Parkeerbeleid
Het groeiende gebruik van motoren, bromfietsen en snorfietsen zorgt in stedelijke omgevingen voor een vraag naar geschikte parkeergelegenheid voor GTW’s. Vooral op zonnige dagen, wanneer het gebruik van GTW’s groter is, kan het voorkomen dat er onvoldoende parkeerruimte is. Veel gemeenten voeren een gedoogbeleid: zolang ze niet in de weg staan, mag een motorfiets op veel plaatsen worden geparkeerd. Echter, wettelijk gezien mag een motorfiets niet op het trottoir staan, maar moet hij net als elk ander motorvoertuig op straat of op een daartoe aangewezen plaats worden geparkeerd. Om excessen te voorkomen, wordt aanbevolen in een omgeving waar veel motorfietsen parkeren en dit tot problemen leidt, het parkeren te ordenen door bijvoorbeeld specifieke parkeerzones aan te wijzen.

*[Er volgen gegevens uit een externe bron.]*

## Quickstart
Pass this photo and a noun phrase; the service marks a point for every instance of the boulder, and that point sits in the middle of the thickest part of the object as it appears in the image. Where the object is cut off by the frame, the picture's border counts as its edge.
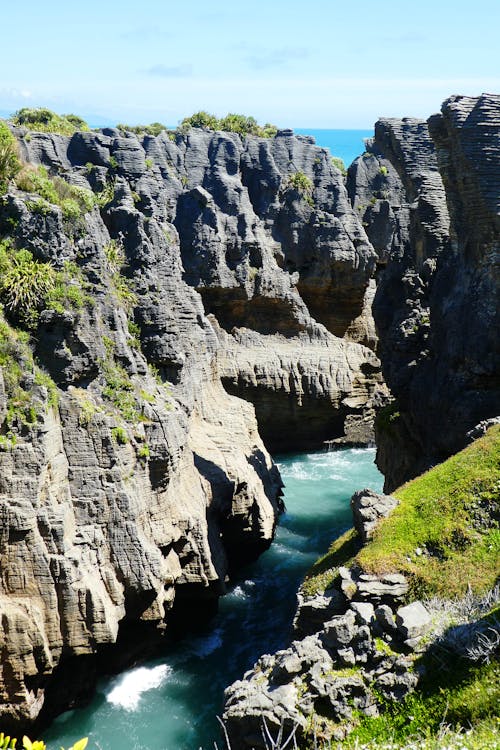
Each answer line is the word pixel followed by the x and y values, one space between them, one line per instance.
pixel 368 507
pixel 413 620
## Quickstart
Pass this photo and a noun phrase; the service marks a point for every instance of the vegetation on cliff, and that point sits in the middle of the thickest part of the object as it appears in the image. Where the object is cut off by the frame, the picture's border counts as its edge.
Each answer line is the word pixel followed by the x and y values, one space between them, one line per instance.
pixel 444 535
pixel 46 121
pixel 231 123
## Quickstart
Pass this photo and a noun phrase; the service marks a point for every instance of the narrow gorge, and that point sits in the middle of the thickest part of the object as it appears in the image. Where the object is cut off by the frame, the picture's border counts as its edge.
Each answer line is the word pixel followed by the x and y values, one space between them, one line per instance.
pixel 205 300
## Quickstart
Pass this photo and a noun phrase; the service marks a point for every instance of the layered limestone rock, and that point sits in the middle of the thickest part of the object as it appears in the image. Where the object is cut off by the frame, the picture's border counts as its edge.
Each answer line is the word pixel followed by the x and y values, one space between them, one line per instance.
pixel 354 652
pixel 428 194
pixel 131 481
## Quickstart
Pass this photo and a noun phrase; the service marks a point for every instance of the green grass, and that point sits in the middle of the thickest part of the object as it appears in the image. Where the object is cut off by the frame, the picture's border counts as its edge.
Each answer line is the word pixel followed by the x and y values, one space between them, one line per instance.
pixel 45 121
pixel 460 696
pixel 72 199
pixel 16 361
pixel 27 286
pixel 232 123
pixel 449 513
pixel 10 163
pixel 301 183
pixel 440 512
pixel 324 571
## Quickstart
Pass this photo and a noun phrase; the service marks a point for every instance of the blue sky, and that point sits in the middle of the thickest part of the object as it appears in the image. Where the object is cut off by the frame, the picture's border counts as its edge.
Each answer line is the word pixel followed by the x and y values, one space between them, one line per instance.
pixel 313 63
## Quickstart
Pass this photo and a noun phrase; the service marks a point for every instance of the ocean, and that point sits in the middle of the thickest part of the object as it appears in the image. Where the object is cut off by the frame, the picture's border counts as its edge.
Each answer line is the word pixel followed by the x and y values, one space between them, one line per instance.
pixel 346 144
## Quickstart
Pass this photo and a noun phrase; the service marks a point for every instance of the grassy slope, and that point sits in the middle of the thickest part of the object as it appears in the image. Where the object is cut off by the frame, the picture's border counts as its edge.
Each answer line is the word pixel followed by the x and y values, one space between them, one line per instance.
pixel 450 514
pixel 447 515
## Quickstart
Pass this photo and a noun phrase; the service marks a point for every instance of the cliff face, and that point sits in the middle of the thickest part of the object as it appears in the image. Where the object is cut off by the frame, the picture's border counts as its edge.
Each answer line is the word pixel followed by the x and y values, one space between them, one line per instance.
pixel 429 194
pixel 130 479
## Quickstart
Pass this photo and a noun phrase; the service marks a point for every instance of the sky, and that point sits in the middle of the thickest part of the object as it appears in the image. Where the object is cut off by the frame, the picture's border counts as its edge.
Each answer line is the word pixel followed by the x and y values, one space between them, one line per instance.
pixel 294 63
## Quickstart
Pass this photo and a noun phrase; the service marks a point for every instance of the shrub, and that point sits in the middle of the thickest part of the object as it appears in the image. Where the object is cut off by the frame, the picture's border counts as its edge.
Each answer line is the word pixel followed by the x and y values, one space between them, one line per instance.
pixel 46 121
pixel 9 157
pixel 200 120
pixel 24 283
pixel 106 195
pixel 120 435
pixel 114 255
pixel 302 184
pixel 16 361
pixel 339 163
pixel 72 199
pixel 232 123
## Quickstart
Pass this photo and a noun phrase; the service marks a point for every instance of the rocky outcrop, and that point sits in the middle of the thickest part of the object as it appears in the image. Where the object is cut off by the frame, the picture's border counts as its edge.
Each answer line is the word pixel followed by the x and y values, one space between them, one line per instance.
pixel 131 481
pixel 428 195
pixel 368 507
pixel 355 651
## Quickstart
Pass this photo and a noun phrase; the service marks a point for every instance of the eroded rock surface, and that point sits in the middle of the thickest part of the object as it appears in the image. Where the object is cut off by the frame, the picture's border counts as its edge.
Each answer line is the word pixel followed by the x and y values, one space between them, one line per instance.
pixel 131 481
pixel 429 196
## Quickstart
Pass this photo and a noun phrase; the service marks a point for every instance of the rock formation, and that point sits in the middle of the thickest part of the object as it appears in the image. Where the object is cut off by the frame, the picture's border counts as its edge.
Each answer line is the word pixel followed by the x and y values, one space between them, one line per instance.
pixel 355 649
pixel 169 273
pixel 429 196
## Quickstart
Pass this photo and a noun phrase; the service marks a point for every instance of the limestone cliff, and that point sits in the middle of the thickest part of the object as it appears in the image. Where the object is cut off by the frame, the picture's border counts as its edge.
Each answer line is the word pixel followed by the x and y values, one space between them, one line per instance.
pixel 130 479
pixel 428 194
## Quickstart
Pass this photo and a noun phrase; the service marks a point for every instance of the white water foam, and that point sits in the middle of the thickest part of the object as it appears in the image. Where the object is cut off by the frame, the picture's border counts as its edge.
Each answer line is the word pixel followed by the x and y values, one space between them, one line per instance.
pixel 205 645
pixel 128 690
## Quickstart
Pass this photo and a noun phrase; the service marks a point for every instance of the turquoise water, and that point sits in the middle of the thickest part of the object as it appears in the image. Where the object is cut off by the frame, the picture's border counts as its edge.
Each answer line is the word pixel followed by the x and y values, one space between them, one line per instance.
pixel 171 703
pixel 347 144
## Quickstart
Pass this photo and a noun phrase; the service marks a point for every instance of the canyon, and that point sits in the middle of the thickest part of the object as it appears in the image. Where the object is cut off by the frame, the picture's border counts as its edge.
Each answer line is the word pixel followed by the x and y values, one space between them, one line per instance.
pixel 224 310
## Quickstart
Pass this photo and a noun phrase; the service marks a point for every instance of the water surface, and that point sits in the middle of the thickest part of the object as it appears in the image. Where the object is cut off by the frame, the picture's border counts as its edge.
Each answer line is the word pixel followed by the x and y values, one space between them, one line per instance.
pixel 171 703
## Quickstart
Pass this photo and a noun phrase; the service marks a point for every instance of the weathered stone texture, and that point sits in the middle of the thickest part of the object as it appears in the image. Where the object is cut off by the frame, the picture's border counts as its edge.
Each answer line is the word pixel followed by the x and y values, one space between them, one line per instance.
pixel 149 481
pixel 429 195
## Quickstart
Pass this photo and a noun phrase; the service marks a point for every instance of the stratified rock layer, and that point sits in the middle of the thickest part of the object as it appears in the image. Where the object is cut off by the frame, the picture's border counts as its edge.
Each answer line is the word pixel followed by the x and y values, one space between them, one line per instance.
pixel 130 480
pixel 429 196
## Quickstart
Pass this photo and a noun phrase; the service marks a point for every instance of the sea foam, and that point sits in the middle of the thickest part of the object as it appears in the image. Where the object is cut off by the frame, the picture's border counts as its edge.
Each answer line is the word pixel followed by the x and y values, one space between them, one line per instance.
pixel 128 690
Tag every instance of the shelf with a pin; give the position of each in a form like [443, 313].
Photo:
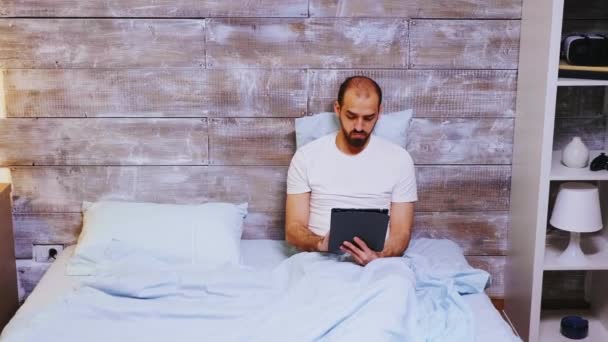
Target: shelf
[550, 324]
[561, 172]
[580, 82]
[594, 245]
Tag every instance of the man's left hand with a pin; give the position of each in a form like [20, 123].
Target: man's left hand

Voor auto’s worden vaak parkeernormen gehanteerd. Aanbevolen wordt ook voor motorfietsen een parkeernorm toe te passen. Een eenvoudige rekensom leert dat de Nederlandse verhouding motorfiets/personenauto drie tot zes parkeerplaatsen voor motorfietsen per honderd auto’s oplevert. Dit betreft een gemiddeld ervaringscijfer. Op sommige plaatsen kan het zijn dat een hogere norm moet worden gehanteerd. Voorbeelden hiervan zijn centra van steden met een belangrijke recreatieve of toeristische functie, in winkelgebieden en bij uitgaansgelegenheden.
Een motorfiets heeft voor het parkeren vaak niet meer nodig dan een klein deel van de parkeerruimte van een gemiddelde personenauto. De maatvoering voor een parkeerhaven voor motorfietsen staat in tabel 37.
Tabel 37. Maatvoering (in meters) bij haaks en gestoken parkeren voor gemotoriseerde tweewielers
Afstand | Maatvoering | |
Haaksparkeren 90° | Breedte Lengte | 1,25 à 1,50 m 2,50 m |
Parkeerhoek 45° | Breedte Lengte | 1,77 à 2,21 m 2,20 m |
Bij een parkeerhoek van 90° is het aantal parkeerplaatsen (eenzijdig) per 10 m zes à acht stuks. Bij een parkeerhoek van 45° bedraagt het maximaal aantal parkeerplaatsen (eenzijdig) per 10 m vier à zes stuks. De maatvoering voor een parkeerhaven voor motorfietsen kan worden meegenomen bij het bepalen van het aantal mogelijk te parkeren motorfietsen in één autoparkeervak. De lengte van een motorvak met een parkeerhoek van 45° komt globaal overeen met de breedte van een parkeerhaven voor een personenauto.